19.09.2020 - 03:05 | Son Güncellenme:
ZEYNEP KAKINÇ
Keneviri yıllardır ben de herkes kadar tanırım, bilirim. Nedir derseniz; şimdiye kadar öncelikle tekstil alanında kullanılan çok fonksiyonlu bir bitki türü olarak düşünmüşümdür. Son yıllarda hayatımıza bambaşka bir boyut kazandıran gastronomi kültürü, aynı zamanda toprağımızı tanımamıza, zenginliklerimizi de ortaya çıkarmamıza vesile oluyor. Artık herkes bölgesinde, köyünde, kasabasında var olan, ama şimdiye kadar fark edilmeyen ürünleriyle kendi öz değerlerini üst boyuta taşıyor.
Narlıdere Belediyesi’nin bir süre önce Slow Food’la ortaklaşa düzenlediği yemek yarışmasında tanıştığım Yozgat Bozok Üniversitesi Aşçılık Programı öğretim görevlisi Uğur Eren Taşkesen, üniversitesinin kenevir projesinden bahsedince, aklıma hemen geçen yıl Kastamonu Lezzet Festivali’nde tanıştığım araştırmacı yazar İsmail Tokalak’ın konuşması geldi. Tokalak’ın “Kenevirin Dönüşü” başlıklı söyleşisini dinlerken, kenevirin olumsuz taraflarını denetim altına alarak sağlıklı ve besleyici yönünden faydalanmak ne kadar önemliymiş diye düşündüğümü hatırlıyorum.
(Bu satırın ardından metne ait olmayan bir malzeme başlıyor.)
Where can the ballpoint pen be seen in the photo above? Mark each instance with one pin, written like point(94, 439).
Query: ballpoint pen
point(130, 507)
Kenevir, dünyada ve Türkiye’de çok eskiden beri biliniyor. Ülkemizde Kastamonu başta olmak üzere, belirli illerde üretilen bir bitki. İlk kamu yatırımları da Kastamonu’da gerçekleştiriliyor. Kenevirin izinli olarak ekilmesiyle ilgili 1990 yılında yapılan düzenlemeye göre, izin alınması koşuluyla kenevir üretimi yapılacak 19 il belirleniyor.
Haziran ayında Yozgat Bozok Üniversitesi Kenevir Araştırmaları Enstitüsü (YOBÜKEN) kuruluyor. Üniversitenin kenevir üzerine ihtisaslaşmasıyla endüstriyel kenevirin değerlendirilmesi amaçlı orta ve büyük ölçekli işletmelerle istihdam ve göç problemine de çözüm bulunabileceği düşünülüyor.
Gastronomik değeri
Bunlar çok önemli çalışmalar, ama ben kenevirin gastronomik açıdan ne kadar kıymetli olduğu konusu üzerinde durmak istiyorum. Bozok Üniversitesi öğretim görevlisi Uğur Eren Taşkesen, bakın bu konuda neler söylüyor: “Kenevir, (Cannabis) bitkisinin küçük tohumları olup Anadolu’da ‘çedene’ olarak biliniyor ve çerez olarak bazı yemeklerde kullanılıyor. Sütü çıkarılmak suretiyle gıda alanında yer alıyor. Sağlığa faydalarının anlaşılmasıyla son yıllarda mutfakta daha fazla tercih ediliyor.”
Taşkesen, kenevir tohumlarının tahıl ürünlerinin zenginleştirilmesinde kullanılabilecek bir alternatif olduğuna özellikle dikkati çekiyor. Taşkesen’in aktardığı bilgilere devam ediyorum: “Glütensiz ürünler nişasta bazlı oldukları için bazı besin öğeleri açısından eksiklik görülüyor. Kenevir tohumları veya tohumların yağı alındıktan sonra posa kısımlarının glütensiz tahıl ürünlerinde kullanımı sonucunda bu ürünlerin besin içeriğinde artış sağlanıyor.”
Sözün özü kenevir, gıda alanında çok önemli bir katkı malzemesi ve kıymetini bilmemiz gerekiyor.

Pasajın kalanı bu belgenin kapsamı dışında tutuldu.